The conservative Christian Democratic Union (CDU) decides at a conference next month who will succeed Merkel as party leader, and whoever wins will be in pole position to become chancellor of Europe’s economic powerhouse.
Kramp-Karrenbauer, the party’s centrist general secretary, is one of two leading candidates. She is so widely seen as the continuity option that she is dubbed “mini-Merkel”.
Merkel had said the party leadership and chancellorship should be held by the same person, until her decision last month to separate the two posts.
“It is a risk, it is an experiment,” Kramp-Karrenbauer told a business conference hosted by the Sueddeutsche Zeitung. “Whether it succeeds, the coming months will show.”
Merkel’s awkward coalition with the Social Democrats (SPD) has come close to collapsing twice and further infighting in her conservative bloc could prompt the centre-left partner to pull out.
The chancellor’s decision to give up the party leadership highlights her waning authority, dented by two regional election setbacks this year and a close ally losing his role as leader of her conservatives’ parliamentary group.
A poll last Friday for ZDF television showed 35 percent of CDU supporters backed Kramp-Karrenbauer to lead the party, with 33 percent favouring Friedrich Merz, a businessman and lawyer returning to politics after 10 years in the private sector.
Differences are emerging in their visions for Europe and for dealing with China – he bolder, she more cautious.
“With every wish to take Europe forward with a German-French nucleus, the proposals must always fit with German interests,” Kramp-Karrenbauer said on Wednesday, adding that Europe must move towards a banking union, “but first the risks must be minimised so that it is acceptable in German interests as well.”

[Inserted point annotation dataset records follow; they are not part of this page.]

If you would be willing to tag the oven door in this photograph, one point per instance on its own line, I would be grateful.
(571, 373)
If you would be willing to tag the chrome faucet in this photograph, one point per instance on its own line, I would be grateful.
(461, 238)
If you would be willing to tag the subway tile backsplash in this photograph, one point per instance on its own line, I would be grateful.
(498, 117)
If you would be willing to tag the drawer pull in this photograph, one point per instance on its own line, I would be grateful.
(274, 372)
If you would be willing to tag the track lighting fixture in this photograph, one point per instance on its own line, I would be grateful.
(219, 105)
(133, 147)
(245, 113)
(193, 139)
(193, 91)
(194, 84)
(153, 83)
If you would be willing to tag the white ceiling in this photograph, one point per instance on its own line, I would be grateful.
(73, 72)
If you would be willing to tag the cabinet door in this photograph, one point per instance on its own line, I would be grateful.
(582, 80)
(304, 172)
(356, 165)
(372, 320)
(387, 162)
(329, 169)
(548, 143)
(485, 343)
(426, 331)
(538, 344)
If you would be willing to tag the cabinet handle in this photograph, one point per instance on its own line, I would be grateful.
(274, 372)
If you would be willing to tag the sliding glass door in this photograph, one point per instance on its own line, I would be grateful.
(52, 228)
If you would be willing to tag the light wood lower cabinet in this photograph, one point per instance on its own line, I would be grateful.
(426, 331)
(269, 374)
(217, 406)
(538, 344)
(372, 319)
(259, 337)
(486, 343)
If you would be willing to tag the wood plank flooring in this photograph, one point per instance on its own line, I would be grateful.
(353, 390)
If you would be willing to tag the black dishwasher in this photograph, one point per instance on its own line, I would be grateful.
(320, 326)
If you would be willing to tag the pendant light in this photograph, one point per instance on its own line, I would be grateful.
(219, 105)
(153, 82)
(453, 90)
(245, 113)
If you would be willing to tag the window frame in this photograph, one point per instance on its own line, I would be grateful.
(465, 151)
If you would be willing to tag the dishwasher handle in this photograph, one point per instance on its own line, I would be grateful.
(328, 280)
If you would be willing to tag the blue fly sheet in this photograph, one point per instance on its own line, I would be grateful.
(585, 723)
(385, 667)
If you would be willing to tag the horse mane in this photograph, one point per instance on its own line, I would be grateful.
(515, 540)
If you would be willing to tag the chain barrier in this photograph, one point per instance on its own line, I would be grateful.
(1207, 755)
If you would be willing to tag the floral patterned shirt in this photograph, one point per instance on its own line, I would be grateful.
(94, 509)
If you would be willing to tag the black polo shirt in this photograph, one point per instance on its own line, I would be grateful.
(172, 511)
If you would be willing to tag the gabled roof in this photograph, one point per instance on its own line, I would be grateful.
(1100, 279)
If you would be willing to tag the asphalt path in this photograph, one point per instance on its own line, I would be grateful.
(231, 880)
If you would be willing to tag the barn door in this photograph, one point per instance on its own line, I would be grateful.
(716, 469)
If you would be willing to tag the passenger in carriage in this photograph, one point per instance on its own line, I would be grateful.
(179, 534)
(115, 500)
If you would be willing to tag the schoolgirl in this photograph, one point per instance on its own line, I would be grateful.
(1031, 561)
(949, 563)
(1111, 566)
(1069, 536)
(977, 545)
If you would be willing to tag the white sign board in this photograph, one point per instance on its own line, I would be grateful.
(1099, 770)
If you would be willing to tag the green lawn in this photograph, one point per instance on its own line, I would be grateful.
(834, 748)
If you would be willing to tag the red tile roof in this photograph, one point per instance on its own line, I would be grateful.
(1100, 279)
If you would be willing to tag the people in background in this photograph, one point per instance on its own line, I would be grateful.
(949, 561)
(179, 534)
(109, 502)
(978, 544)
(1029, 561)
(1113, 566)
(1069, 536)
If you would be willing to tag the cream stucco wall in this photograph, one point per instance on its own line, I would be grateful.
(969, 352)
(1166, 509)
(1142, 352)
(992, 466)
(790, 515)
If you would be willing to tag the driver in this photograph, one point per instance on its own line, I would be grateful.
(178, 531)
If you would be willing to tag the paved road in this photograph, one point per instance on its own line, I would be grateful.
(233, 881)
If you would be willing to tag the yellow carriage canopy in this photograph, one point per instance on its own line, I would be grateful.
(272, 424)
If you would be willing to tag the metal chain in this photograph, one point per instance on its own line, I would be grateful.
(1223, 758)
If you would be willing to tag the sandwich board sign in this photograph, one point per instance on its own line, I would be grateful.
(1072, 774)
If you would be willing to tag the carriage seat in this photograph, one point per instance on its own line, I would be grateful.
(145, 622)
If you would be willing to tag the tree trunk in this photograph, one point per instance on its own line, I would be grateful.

By contrast, Merz last week made unusually frank comments on currency policy for someone seeking a frontline political position, saying Germany had benefited greatly from the euro and as a result had a responsibility to “contribute more” to hold together the EU.
On Wednesday, he told newspaper Bild in a video interview that Europe ultimately needed its own source of tax.
Asked whether there should be less Chinese investment in Germany, Kramp-Karrenbauer told the business conference the government should “look carefully at which sectors this can be sensitive to, and touch on security aspects – and then decide.”
Last week, Merz, describing himself as “a free-trade man”, said Berlin’s approach of reviewing Chinese acquisitions of German companies was “a second or third best solution.
“…This is something which you have to lift up onto a higher level in terms of international agreements.”
On the issue of taxation in Germany, both said reforms were needed.
Merkel said on Tuesday it would be counter-productive for her to express any preference in the CDU leadership debate.